Please rotate your device to landscape mode to view the charts.

Estimating non-overfitted convex production technologies: a stochastic machine learning approach

Journal: European Journal of Operational Research

Date: 2025

Author: Maria D. Guillen, Vincent Charles, Juan Aparicio

Abstract:
Overfitting is a classical statistical issue that occurs when a model fits a particular observed data sample too closely, potentially limiting its generalizability. While Data Envelopment Analysis (DEA) is a powerful non-parametric method for assessing the relative efficiency of decision-making units (DMUs), its reliance on the minimal extrapolation principle can lead to concerns about overfitting, particularly when the goal extends beyond evaluating the specific DMUs in the sample to making broader inferences. In this paper, we propose an adaptation of Stochastic Gradient Boosting to estimate production possibility sets that mitigate overfitting while satisfying shape constraints such as convexity and free disposability. Our approach is not intended to replace DEA but to complement it, offering an additional tool for scenarios where generalization is important. Through simulation experiments, we demonstrate that the proposed method performs well compared to DEA, especially in high-dimensional settings. Furthermore, the new machine learning-based technique is compared to the Corrected Concave Non-parametric Least Squares (C2NLS), showing competitive performance. We also illustrate how the usual efficiency measures in DEA can be implemented under our approach.

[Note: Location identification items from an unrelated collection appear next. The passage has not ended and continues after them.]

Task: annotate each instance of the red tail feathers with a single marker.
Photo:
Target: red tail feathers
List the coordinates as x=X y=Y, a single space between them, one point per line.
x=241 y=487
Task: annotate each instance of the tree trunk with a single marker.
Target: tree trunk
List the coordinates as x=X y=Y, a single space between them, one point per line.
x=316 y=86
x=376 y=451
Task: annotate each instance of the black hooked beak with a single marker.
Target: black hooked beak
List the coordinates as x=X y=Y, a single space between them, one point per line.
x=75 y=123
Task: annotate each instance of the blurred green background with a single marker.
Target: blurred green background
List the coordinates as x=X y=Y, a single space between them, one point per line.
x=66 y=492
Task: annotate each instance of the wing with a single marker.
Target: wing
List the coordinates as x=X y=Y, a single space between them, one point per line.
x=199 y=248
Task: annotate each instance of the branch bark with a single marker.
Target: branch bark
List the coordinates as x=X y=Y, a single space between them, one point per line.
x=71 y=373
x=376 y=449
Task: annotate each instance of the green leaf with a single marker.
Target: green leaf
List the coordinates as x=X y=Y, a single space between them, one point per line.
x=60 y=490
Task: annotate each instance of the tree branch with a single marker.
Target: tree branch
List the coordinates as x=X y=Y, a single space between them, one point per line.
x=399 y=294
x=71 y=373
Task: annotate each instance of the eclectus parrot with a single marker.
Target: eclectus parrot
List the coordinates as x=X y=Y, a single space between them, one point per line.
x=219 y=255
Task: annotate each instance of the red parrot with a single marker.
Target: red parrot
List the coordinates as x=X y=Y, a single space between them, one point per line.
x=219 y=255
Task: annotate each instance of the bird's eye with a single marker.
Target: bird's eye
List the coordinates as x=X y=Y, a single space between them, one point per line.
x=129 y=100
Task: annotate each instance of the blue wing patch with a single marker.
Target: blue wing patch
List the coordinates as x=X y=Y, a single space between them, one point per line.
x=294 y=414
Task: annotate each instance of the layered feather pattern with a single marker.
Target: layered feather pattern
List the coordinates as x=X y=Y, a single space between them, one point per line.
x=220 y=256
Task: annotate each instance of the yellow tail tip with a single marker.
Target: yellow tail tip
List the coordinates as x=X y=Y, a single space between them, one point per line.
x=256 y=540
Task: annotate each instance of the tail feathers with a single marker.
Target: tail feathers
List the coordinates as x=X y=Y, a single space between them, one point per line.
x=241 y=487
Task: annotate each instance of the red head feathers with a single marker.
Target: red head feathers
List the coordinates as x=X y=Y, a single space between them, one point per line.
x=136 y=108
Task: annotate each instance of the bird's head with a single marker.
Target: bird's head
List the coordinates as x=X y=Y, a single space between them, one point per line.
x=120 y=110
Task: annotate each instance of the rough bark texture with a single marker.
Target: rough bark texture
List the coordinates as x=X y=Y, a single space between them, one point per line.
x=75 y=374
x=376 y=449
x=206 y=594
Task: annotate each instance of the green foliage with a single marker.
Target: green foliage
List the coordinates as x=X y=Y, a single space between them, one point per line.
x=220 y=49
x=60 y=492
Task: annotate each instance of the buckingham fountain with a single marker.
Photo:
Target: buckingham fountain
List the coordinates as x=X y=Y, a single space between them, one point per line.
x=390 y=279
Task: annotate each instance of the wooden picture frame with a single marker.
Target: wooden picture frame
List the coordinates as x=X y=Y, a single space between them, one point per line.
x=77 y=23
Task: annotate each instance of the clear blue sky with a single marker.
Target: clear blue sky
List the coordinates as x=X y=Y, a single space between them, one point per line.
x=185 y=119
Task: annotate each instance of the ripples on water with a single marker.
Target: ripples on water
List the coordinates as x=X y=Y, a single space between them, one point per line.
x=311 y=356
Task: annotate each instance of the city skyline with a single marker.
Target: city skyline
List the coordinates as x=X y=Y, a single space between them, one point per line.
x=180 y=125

Finally, we provide an empirical example based on data from the Program for International Student Assessment (PISA) to demonstrate the applicability of the new method.

Link: Google Scholar

Background and Context

The Overfitting Challenge

Data Envelopment Analysis (DEA) uses minimal extrapolation that can lead to overfitting and limited generalizability beyond the observed sample.

Proposed Solution

The researchers develop SEATBoosting, adapting Stochastic Gradient Boosting to estimate production possibility sets that mitigate overfitting while maintaining shape constraints.

Research Approach

The study compares SEATBoosting with traditional DEA and C²NLS through simulation experiments and evaluates its practical application using PISA education data.

DEA vs. SEATBoosting: From Overfitting to Generalization

DEA creates a frontier that tightly wraps observed data points, potentially leading to overfitting issues.
SEATBoosting produces a smoother frontier that better generalizes to unobserved data points.
The smoother frontier allows for more accurate prediction of efficiency for units not in the sample.

SEATBoosting Significantly Reduces Mean Squared Error Compared to DEA

SEATBoosting achieves lower Mean Squared Error (MSE) than DEA across all input dimensions tested.
The improvement is most dramatic in high-dimensional settings (9+ inputs), where SEATBoosting reduces MSE by up to 80%.
SEATBoosting also outperforms C²NLS in higher dimensions, while being computationally more efficient.

Superior Bias Reduction in Efficiency Estimation with SEATBoosting

SEATBoosting demonstrates consistently lower bias than DEA, with improvements ranging from 30% to 60%.
For high-dimensional problems (12-15 inputs), SEATBoosting shows the most significant bias reduction advantage.
Lower bias indicates SEATBoosting produces efficiency estimates closer to the true production frontier.

SEATBoosting Offers Significant Computational Efficiency Over C²NLS

SEATBoosting is dramatically faster than C²NLS, with execution times 6-20 times shorter.
The computational advantage becomes more pronounced as the number of inputs increases.
While DEA remains the fastest method, SEATBoosting offers a practical balance between accuracy and speed.

SEATBoosting Shows Greater Discriminatory Power in Educational Efficiency Assessment

Applied to PISA data, DEA classified 19 schools as efficient while SEATBoosting identified only 1.
SEATBoosting's greater discrimination helps identify truly exceptional performers versus merely above-average ones.
This improved discrimination is valuable for policy decisions targeting educational resource allocation and improvement strategies.

Contribution and Implications

SEATBoosting complements DEA by providing more accurate efficiency estimates when generalization beyond the sample is important.
The method is particularly valuable in high-dimensional settings, offering significant improvements in both accuracy and computational efficiency.
For policymakers, the approach allows for more reliable benchmarking and resource allocation decisions in education and other sectors.
SEATBoosting maintains key economic shape constraints while leveraging machine learning, bridging theoretical rigor with modern analytics.
The framework can be extended to various efficiency measures, making it adaptable to different analytical contexts and requirements.

Data Sources

The MSE comparison chart (Visualization 2) was created using data from Table 3 of the article, focusing on n=150 sample size.
The bias comparison chart (Visualization 3) was also constructed from Table 3, showing absolute bias values across different input dimensions.
The execution time comparison (Visualization 4) was derived from the "Mean Time (sec)" columns in Table 3.
The PISA case study visualization (Visualization 5) reflects findings from Table 5, showing the number of efficient schools identified by each method.
The conceptual comparison visualization (Visualization 1) illustrates the key theoretical difference between DEA and SEATBoosting approaches described in the article.